Warum »Hot Honey« alle begeistert – und er den »Swicy«-Trend gestartet hat
Ob auf Pizza, im Drink oder direkt über Hühnchen – scharfer Honig steht momentan ganz oben auf der kulinarischen Bühne.
Scharfer Honig ist genau das, was der Name verspricht: eine gelungene Mischung aus süßer Honignote und scharfer Chili. Die Zubereitung kann variieren – je nachdem, ob ganze Chilis, Chilipulver oder Chiliflocken verwendet werden und ob die Zutaten nur eingelegt oder gemeinsam erhitzt werden. Trotz der unterschiedlichen Methoden lässt sich scharfer Honig grundsätzlich mit nur zwei Zutaten herstellen. Doch hinter seiner simplen Basis steckt ein überraschend feines Gleichgewicht: Er verleiht den Gerichten Würze und Charakter, ohne sie zu dominieren. Vielleicht ist genau diese besondere Balance der Grund, warum scharfer Honig zum Treiber des »Swicy«-Trends geworden ist – einer Mischung aus »süß« und »scharf«.

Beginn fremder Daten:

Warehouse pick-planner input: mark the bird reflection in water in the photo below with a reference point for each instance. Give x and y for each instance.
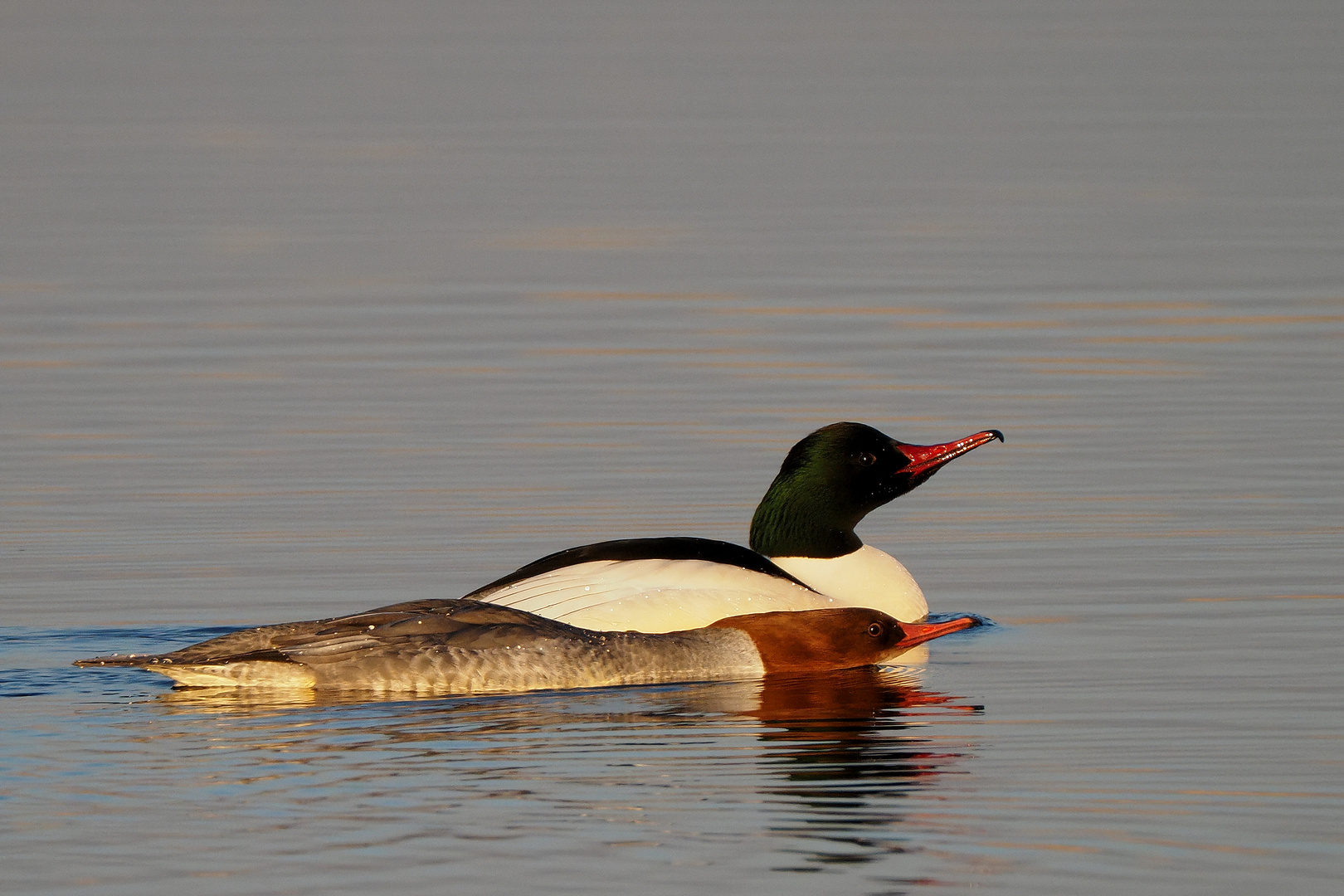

Nicht über Nacht entstanden
Auch wenn »Hot Honey« derzeit wie eine Sensation wirkt, ist die Kombination aus süßem Honig und scharfer Chili keineswegs neu. Scharfer Honig gewinnt schon seit einigen Jahren stetig an Beliebtheit, insbesondere durch seine Verwendung in Gerichten wie Chicken Sandwiches oder auf Pizza. Variationen von mit Chili verfeinertem Honig gibt es schon lange, ein Paradebeispiel hierfür ist der asiatische Raum.
Im Allgemeinen findet sich die Idee, süße und scharfe Aromen zu verbinden, in den unterschiedlichsten kulinarischen Traditionen weltweit. Der scharfe Honig hat aber nicht ausschließlich dank feiner Geschmacksnerven so stark an Sichtbarkeit gewonnen. Social Media und besonders TikTok haben in den letzten Jahren einen großen Teil dazu beigetragen. Nutzer teilen Rezepte, Inspirationen und Food-Ideen, wodurch der Trend stark an Beliebtheit gewonnen hat.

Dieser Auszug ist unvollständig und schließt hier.